Any suggestions regarding it.

Regards,
Nikhil
NY,USA
9176054971

You still have a target architecture mismatch for your host code. The deviceQuery app is apparently built for 32-bit x86, while you are linking to a 64-bit CUDART library.

I assume you are actually on a 64-bit Windows platform? If so, make sure you are picking up the correct version of ‘cl’ (the Microsoft compiler). Your PATH may be set up incorrectly, causing you to pick up the 32-bit compiler instead of the 64-bit compiler. Now that you have Cygwin installed, check the location of ‘cl’ with ‘which’. E.g.:

C:\Users\Norbert\My Programs>which cl
/cygdrive/c/Program Files (x86)/Microsoft Visual Studio 10.0/VC/BIN/amd64/cl

Note the “amd64” in the path which indicates the location of the 64-bit compiler.

You still have a target architecture mismatch for your host code. The deviceQuery app is apparently built for 32-bit x86, while you are linking to a 64-bit CUDART library.

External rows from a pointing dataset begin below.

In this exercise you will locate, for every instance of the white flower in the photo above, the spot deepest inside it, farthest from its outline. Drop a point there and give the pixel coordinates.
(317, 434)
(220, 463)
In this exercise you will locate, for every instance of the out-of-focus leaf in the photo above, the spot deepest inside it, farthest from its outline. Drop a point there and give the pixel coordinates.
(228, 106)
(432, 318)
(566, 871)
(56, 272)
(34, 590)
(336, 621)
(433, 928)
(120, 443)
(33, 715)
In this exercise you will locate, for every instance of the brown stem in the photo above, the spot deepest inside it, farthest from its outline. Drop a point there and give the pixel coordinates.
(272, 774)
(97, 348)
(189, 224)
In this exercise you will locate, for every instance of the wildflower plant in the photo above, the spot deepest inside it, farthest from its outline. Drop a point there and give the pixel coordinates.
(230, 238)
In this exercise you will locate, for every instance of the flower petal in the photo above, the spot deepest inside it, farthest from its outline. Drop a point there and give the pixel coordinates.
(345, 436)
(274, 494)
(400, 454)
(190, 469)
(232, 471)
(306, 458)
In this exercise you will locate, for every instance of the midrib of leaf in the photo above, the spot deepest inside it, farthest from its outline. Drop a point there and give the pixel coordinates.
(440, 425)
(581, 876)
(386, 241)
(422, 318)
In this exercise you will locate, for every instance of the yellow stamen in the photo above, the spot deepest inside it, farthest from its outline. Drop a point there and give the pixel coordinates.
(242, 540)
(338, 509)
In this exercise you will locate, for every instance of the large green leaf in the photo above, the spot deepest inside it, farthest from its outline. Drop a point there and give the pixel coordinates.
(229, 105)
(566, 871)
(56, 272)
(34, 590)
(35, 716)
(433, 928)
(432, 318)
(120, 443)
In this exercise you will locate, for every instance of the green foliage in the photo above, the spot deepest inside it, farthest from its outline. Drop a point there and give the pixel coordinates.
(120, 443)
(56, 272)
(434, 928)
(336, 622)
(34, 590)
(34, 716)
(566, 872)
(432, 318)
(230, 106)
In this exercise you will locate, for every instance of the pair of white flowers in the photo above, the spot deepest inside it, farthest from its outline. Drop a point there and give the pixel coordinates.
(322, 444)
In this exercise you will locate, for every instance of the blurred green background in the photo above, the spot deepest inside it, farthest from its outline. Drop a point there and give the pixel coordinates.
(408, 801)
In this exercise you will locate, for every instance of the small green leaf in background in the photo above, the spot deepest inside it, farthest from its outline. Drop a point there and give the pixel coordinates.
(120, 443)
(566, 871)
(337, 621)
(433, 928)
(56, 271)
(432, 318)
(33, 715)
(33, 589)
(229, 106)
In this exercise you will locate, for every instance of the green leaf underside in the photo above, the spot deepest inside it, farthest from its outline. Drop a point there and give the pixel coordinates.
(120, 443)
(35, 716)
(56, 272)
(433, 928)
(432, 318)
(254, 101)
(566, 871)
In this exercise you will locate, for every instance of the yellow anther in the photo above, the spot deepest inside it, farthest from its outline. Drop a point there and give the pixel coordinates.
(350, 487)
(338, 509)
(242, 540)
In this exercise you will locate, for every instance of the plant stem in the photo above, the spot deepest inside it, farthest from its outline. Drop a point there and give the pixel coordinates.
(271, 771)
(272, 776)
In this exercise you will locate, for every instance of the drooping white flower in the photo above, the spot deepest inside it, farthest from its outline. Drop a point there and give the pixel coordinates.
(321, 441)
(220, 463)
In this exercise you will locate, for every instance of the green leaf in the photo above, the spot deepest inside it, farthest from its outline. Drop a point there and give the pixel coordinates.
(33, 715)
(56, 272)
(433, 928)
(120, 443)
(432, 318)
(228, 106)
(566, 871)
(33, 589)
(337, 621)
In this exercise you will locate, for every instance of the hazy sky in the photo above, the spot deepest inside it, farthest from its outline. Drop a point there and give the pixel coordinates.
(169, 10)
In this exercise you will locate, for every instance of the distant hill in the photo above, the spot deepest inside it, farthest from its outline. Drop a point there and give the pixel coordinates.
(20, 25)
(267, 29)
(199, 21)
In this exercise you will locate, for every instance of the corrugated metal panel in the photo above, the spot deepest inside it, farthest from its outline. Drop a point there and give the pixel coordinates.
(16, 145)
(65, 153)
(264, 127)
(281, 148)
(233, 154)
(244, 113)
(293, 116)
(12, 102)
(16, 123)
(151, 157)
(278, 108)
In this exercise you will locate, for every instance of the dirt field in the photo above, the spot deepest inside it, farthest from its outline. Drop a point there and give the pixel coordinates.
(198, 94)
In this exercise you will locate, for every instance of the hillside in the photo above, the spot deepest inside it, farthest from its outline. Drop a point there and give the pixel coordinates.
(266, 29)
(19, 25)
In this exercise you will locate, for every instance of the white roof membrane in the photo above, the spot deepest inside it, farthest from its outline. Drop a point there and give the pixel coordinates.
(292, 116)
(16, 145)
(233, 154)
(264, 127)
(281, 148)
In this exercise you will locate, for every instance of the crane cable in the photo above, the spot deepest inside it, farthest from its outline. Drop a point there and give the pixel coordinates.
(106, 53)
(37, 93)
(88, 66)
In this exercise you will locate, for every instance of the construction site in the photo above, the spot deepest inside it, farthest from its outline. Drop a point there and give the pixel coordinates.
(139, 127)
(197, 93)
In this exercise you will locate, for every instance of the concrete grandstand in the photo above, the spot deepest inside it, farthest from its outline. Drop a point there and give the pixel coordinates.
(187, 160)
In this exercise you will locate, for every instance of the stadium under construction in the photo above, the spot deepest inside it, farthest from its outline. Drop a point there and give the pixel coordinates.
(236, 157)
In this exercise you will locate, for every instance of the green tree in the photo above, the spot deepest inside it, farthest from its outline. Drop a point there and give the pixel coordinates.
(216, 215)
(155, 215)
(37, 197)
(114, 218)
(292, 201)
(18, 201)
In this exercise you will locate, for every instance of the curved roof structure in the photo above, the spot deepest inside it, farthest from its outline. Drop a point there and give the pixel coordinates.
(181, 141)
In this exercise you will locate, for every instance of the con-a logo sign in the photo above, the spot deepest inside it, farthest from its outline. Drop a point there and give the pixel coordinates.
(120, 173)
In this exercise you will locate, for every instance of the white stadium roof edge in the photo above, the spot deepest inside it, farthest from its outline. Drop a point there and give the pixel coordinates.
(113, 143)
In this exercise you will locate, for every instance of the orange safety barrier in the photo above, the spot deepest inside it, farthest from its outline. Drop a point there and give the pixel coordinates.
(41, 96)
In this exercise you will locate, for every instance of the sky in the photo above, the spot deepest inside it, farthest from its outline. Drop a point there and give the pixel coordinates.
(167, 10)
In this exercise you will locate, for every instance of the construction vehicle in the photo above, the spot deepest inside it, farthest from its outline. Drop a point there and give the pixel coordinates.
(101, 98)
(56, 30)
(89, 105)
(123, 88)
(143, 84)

I assume you are actually on a 64-bit Windows platform? If so, make sure you are picking up the correct version of ‘cl’ (the Microsoft compiler). Your PATH may be set up incorrectly, causing you to pick up the 32-bit compiler instead of the 64-bit compiler. Now that you have Cygwin installed, check the location of ‘cl’ with ‘which’. E.g.:

C:\Users\Norbert\My Programs>which cl
/cygdrive/c/Program Files (x86)/Microsoft Visual Studio 10.0/VC/BIN/amd64/cl

Note the “amd64” in the path which indicates the location of the 64-bit compiler.